Papeterie de Bègles : pas de repreneur mais un projet de réindustralisation à l’étude

Aucune offre n’a été déposée au 15 janvier pour la reprise de la Papeterie de Bègles qui emploie 91 salariés et dont le groupe Etex s'est désengagé en octobre dernier. L’usine, située à Bordeaux Euratlantique, devrait donc fermer fin mars. Un dossier de réindustralisation est toutefois à l'étude à horizon deux à trois ans. En attendant, jusqu’au 10 février, des négociations sont en cours dans le cadre du plan de sauvegarde de l’emploi.
L'intersyndicale représentant les 91 salariés de la Papeterie de Bègles dénonce une mort annoncée.
L'intersyndicale représentant les 91 salariés de la Papeterie de Bègles dénonce une mort annoncée. (Crédits : Intersyndicale de la Papeterie de Bègles)

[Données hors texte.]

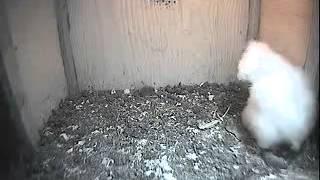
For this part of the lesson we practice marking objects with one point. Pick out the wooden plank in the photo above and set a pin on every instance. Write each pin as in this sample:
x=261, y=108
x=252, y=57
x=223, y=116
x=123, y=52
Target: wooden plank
x=62, y=15
x=33, y=61
x=254, y=19
x=122, y=43
x=312, y=61
x=16, y=145
x=285, y=26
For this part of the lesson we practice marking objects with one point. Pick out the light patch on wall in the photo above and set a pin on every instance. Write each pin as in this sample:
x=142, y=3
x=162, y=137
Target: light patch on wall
x=164, y=3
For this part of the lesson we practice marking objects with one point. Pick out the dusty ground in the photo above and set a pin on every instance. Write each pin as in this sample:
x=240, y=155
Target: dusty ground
x=182, y=132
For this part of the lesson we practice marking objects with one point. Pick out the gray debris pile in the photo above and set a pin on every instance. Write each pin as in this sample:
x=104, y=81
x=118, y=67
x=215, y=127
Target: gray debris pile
x=180, y=132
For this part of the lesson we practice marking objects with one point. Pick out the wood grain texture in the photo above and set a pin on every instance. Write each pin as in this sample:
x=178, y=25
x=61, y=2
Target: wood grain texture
x=63, y=23
x=254, y=19
x=123, y=43
x=33, y=61
x=312, y=62
x=285, y=25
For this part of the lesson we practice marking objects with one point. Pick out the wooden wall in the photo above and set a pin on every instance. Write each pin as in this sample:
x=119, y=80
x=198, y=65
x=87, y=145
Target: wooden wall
x=285, y=25
x=123, y=43
x=31, y=55
x=292, y=28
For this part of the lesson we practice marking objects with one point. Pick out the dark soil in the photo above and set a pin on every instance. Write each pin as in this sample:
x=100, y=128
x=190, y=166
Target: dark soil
x=181, y=132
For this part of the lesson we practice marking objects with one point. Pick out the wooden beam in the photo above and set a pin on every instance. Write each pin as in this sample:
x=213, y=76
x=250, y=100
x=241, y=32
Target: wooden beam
x=254, y=19
x=62, y=15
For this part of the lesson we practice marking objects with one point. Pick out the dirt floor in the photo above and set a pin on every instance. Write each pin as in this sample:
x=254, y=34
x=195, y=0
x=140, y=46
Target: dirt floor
x=181, y=132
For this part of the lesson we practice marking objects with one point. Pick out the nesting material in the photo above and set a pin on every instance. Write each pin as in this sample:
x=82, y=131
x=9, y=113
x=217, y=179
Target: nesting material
x=156, y=136
x=281, y=105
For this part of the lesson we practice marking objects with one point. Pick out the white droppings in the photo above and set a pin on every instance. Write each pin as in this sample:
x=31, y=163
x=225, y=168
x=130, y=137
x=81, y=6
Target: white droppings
x=270, y=176
x=160, y=168
x=196, y=166
x=236, y=167
x=142, y=142
x=80, y=143
x=163, y=146
x=168, y=176
x=191, y=156
x=208, y=125
x=107, y=162
x=70, y=150
x=164, y=164
x=95, y=132
x=65, y=136
x=210, y=97
x=126, y=91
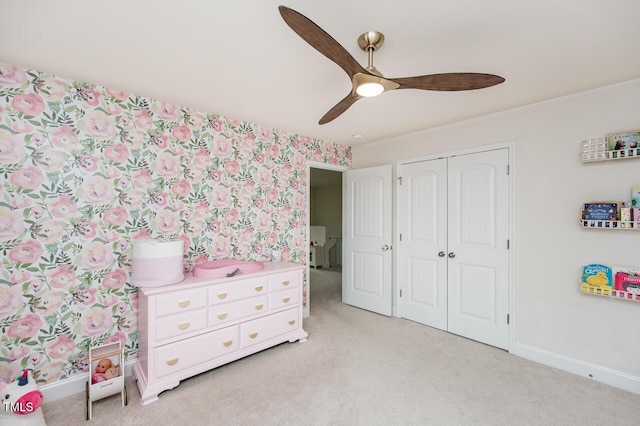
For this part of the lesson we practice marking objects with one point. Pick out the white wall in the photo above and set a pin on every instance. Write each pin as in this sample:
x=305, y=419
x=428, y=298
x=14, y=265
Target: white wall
x=554, y=322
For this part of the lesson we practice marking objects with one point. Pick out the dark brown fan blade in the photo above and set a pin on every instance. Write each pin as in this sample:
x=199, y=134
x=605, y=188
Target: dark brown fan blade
x=340, y=107
x=449, y=81
x=321, y=41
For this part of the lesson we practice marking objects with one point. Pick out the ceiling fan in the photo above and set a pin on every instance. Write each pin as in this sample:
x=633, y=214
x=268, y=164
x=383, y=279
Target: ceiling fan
x=369, y=81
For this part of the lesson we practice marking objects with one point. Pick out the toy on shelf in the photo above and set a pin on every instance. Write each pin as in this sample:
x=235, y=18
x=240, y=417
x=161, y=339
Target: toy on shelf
x=21, y=401
x=106, y=378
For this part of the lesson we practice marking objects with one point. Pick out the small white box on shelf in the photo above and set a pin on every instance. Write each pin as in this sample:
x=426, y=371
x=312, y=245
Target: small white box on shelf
x=106, y=374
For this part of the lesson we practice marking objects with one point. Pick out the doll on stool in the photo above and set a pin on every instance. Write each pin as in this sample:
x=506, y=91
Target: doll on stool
x=102, y=366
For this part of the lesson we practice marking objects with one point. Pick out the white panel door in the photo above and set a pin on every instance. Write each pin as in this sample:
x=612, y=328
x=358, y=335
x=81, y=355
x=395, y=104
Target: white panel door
x=422, y=265
x=366, y=263
x=478, y=254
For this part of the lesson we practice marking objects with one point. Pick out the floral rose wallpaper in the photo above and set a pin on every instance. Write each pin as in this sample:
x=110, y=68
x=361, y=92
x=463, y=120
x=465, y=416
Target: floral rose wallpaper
x=86, y=170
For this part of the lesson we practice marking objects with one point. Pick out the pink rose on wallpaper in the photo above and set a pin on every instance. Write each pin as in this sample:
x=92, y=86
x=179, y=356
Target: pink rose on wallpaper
x=232, y=167
x=27, y=252
x=97, y=190
x=51, y=231
x=11, y=223
x=118, y=94
x=220, y=196
x=132, y=199
x=11, y=75
x=272, y=239
x=95, y=321
x=63, y=207
x=25, y=327
x=115, y=279
x=18, y=277
x=265, y=134
x=273, y=151
x=97, y=256
x=201, y=209
x=169, y=112
x=86, y=296
x=115, y=216
x=99, y=125
x=216, y=124
x=202, y=157
x=86, y=229
x=50, y=160
x=264, y=177
x=263, y=221
x=118, y=153
x=182, y=133
x=49, y=303
x=49, y=373
x=167, y=164
x=11, y=147
x=22, y=126
x=142, y=179
x=18, y=353
x=28, y=177
x=220, y=246
x=231, y=216
x=181, y=188
x=10, y=300
x=222, y=146
x=62, y=347
x=52, y=89
x=62, y=277
x=167, y=222
x=30, y=104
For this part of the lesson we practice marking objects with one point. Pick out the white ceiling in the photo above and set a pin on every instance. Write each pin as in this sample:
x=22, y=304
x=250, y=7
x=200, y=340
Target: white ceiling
x=239, y=59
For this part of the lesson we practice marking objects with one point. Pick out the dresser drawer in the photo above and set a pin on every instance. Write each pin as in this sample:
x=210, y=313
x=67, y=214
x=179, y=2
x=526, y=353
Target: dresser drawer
x=180, y=301
x=261, y=329
x=280, y=299
x=219, y=314
x=183, y=323
x=284, y=280
x=235, y=290
x=187, y=353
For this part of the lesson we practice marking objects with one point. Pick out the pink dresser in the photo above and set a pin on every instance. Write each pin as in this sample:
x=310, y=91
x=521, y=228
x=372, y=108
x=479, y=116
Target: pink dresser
x=201, y=323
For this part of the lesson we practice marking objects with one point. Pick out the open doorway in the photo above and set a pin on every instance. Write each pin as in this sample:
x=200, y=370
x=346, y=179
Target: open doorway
x=325, y=235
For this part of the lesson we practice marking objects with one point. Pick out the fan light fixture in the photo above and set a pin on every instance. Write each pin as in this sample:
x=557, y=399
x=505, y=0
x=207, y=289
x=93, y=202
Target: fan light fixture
x=369, y=90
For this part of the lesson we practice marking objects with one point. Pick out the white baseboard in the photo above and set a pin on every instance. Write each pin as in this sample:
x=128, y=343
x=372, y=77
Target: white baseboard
x=76, y=384
x=598, y=373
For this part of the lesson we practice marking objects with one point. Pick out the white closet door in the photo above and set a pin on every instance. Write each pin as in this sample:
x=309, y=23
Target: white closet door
x=422, y=265
x=366, y=265
x=478, y=254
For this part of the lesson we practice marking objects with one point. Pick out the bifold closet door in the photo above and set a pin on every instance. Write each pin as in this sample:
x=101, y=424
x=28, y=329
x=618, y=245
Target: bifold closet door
x=453, y=258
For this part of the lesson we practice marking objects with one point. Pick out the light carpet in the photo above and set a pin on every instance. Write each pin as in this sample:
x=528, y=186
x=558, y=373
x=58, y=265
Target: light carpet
x=360, y=368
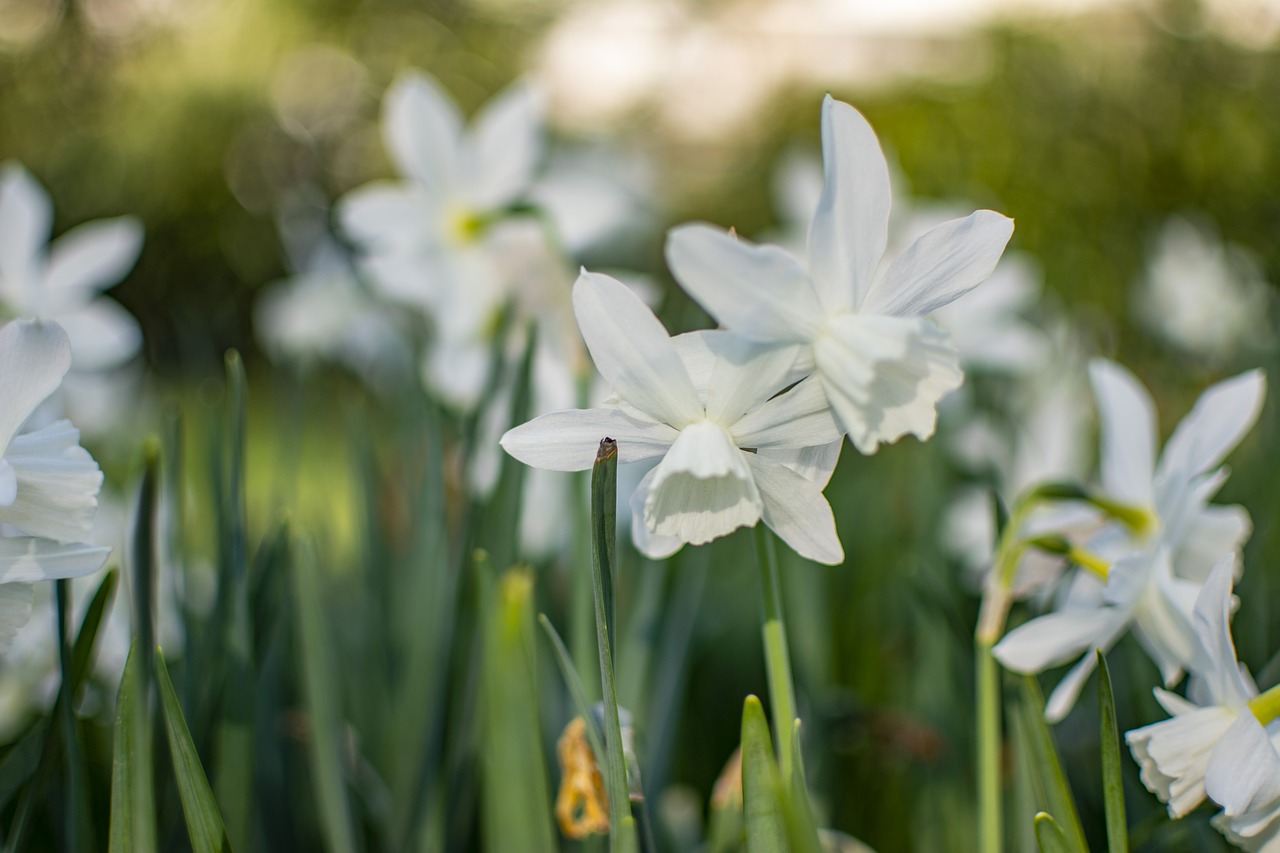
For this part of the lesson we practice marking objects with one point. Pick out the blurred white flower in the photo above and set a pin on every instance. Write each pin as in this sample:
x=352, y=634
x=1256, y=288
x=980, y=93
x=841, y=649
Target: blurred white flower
x=323, y=313
x=881, y=364
x=63, y=281
x=734, y=450
x=428, y=240
x=49, y=483
x=1162, y=556
x=1200, y=295
x=1040, y=438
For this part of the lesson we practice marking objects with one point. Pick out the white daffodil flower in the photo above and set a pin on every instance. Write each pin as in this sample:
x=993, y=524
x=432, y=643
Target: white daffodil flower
x=1161, y=557
x=49, y=483
x=1174, y=753
x=1219, y=744
x=734, y=450
x=428, y=240
x=1201, y=295
x=63, y=281
x=881, y=364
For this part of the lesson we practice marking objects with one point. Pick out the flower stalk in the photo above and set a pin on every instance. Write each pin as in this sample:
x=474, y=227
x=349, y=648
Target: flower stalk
x=777, y=656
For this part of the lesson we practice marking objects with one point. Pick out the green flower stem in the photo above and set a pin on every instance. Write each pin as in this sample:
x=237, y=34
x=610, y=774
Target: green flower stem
x=990, y=820
x=996, y=601
x=604, y=497
x=777, y=657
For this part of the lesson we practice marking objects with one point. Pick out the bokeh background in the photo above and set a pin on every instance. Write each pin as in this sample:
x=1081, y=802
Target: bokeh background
x=1129, y=141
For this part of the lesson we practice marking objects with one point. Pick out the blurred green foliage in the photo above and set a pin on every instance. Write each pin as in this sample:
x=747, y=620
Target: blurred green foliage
x=1087, y=135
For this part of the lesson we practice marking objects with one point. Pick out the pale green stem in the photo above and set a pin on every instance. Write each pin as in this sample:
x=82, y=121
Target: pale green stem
x=777, y=657
x=996, y=601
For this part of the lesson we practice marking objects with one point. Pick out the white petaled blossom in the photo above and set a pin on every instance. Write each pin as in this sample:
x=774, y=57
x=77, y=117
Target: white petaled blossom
x=1217, y=744
x=1162, y=556
x=432, y=240
x=49, y=483
x=63, y=281
x=739, y=443
x=859, y=325
x=1201, y=295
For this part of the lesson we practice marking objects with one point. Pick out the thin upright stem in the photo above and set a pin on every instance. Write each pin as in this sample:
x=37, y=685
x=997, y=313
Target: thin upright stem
x=777, y=657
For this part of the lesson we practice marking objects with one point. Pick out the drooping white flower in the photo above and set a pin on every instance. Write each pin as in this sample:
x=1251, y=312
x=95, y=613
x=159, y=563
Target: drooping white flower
x=63, y=281
x=49, y=483
x=1156, y=570
x=429, y=240
x=1216, y=744
x=734, y=450
x=880, y=363
x=1174, y=753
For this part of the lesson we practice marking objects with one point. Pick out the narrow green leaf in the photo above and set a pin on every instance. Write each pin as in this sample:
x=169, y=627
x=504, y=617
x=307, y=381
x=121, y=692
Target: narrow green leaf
x=233, y=744
x=78, y=816
x=517, y=803
x=144, y=576
x=1112, y=785
x=762, y=788
x=204, y=820
x=133, y=806
x=321, y=701
x=801, y=826
x=48, y=735
x=1050, y=836
x=1054, y=793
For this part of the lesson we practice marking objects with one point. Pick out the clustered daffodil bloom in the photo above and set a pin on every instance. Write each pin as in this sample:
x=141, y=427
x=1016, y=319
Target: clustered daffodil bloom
x=860, y=327
x=49, y=483
x=1148, y=564
x=716, y=411
x=748, y=420
x=63, y=281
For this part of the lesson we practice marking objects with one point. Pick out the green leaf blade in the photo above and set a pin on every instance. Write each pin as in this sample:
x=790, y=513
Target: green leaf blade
x=205, y=825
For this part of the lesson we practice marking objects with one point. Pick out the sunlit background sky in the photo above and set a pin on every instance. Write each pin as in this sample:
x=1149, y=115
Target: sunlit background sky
x=201, y=115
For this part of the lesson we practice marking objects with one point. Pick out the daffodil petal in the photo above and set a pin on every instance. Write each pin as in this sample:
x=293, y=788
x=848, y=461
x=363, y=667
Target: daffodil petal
x=796, y=510
x=850, y=227
x=58, y=484
x=103, y=334
x=1128, y=433
x=703, y=488
x=91, y=258
x=1243, y=772
x=760, y=292
x=1219, y=666
x=796, y=419
x=567, y=441
x=816, y=464
x=28, y=559
x=632, y=351
x=506, y=147
x=941, y=265
x=1054, y=638
x=647, y=542
x=33, y=359
x=883, y=377
x=14, y=611
x=1220, y=419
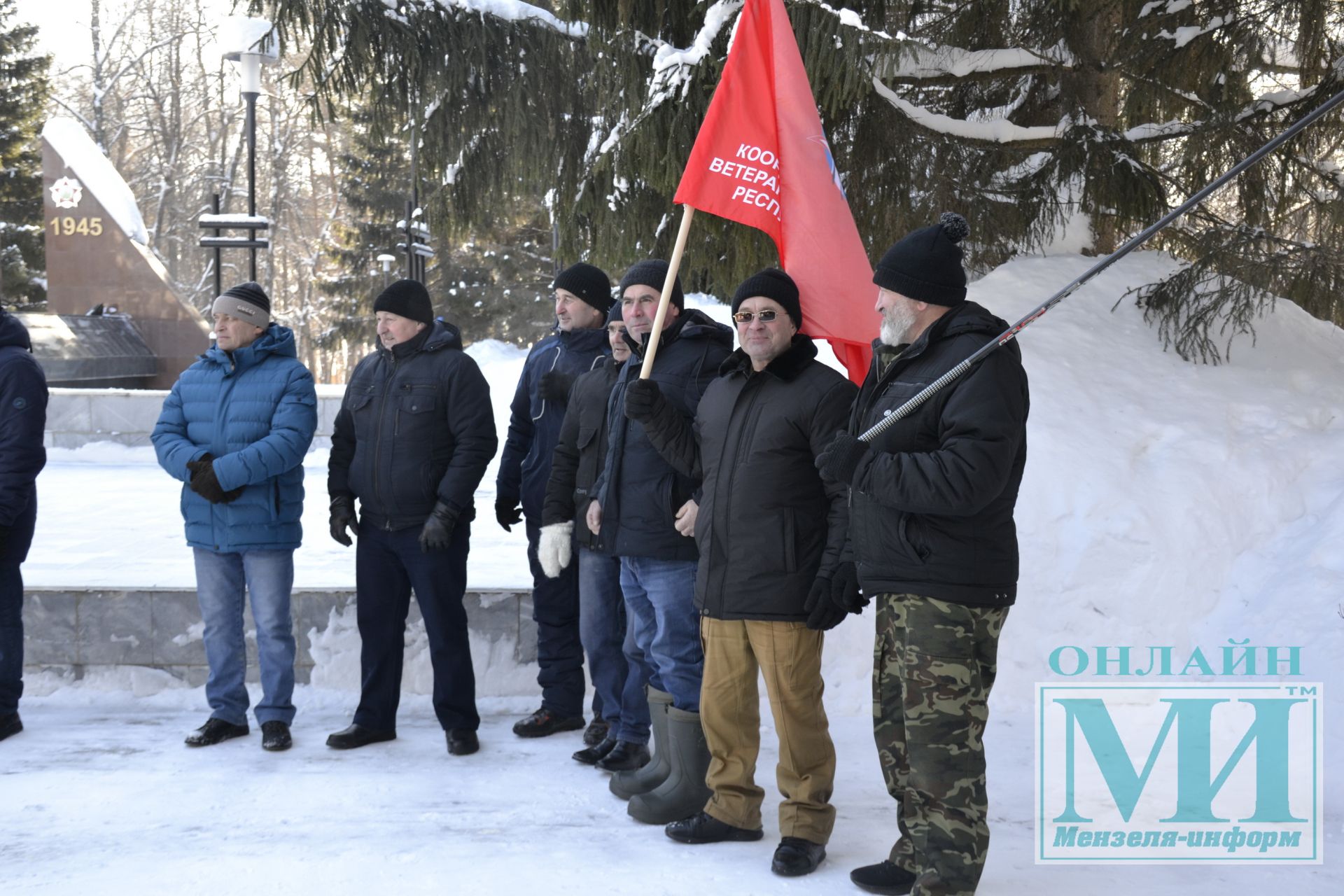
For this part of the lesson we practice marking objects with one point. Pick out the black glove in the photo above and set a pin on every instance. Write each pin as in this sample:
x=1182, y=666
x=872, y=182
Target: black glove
x=343, y=517
x=438, y=528
x=206, y=484
x=554, y=386
x=823, y=614
x=508, y=512
x=644, y=400
x=844, y=590
x=839, y=460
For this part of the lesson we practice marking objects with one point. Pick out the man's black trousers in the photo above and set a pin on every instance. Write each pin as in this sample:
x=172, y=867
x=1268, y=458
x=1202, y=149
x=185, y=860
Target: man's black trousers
x=387, y=567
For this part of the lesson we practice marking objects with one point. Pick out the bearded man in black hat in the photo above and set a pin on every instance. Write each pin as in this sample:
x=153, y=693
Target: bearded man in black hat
x=932, y=533
x=412, y=442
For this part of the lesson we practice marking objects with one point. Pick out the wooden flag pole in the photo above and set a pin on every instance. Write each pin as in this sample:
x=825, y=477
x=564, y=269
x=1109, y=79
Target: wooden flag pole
x=687, y=211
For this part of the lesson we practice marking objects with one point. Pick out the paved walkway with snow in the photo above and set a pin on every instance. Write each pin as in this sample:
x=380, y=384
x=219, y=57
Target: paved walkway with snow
x=100, y=796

Inquiétude, tension, frustration, colère aussi dans le rang des 91 salariés. La Papeterie de Bègles devrait fermer ses portes dans les prochaines semaines. A la suite de l'annonce, le 5 octobre 2020, du désengagement d'Etex, propriétaire du site depuis 2011, aucun repreneur n'a déposé d'offre dans le temps imparti, c'est-dire avant le 15 janvier 2021. Les négociations prévues dans le cadre du plan de sauvegarde de l'emploi (PSE) sont donc en cours.

"349 entreprises et fonds industriels spécialisés en France comme à l'international ont été approchés dans le secteur de la papeterie et du recyclage, il y a eu des lettres d'intention mais sans garantie de l'emploi, et au final pas d'offre ferme", confirme à La Tribune Ugo Silveira, directeur du site.

En revanche, la piste de la réindustrialisation est explorée. La direction et les représentants du personnel confirment qu'un dossier est à l'étude pour un projet qui verrait le jour dans 24 à 36 mois. L'occasion pour le maire de Bègles de rappeler que la ville comme l'Etablissement public d'aménagement (EPA) Bordeaux Euratlantique souhaitent pérenniser l'emploi et l'industrie en cœur de ville. "L'avenir des villes, c'est la mixité fonctionnelle", insiste Clément Rossignol Puech.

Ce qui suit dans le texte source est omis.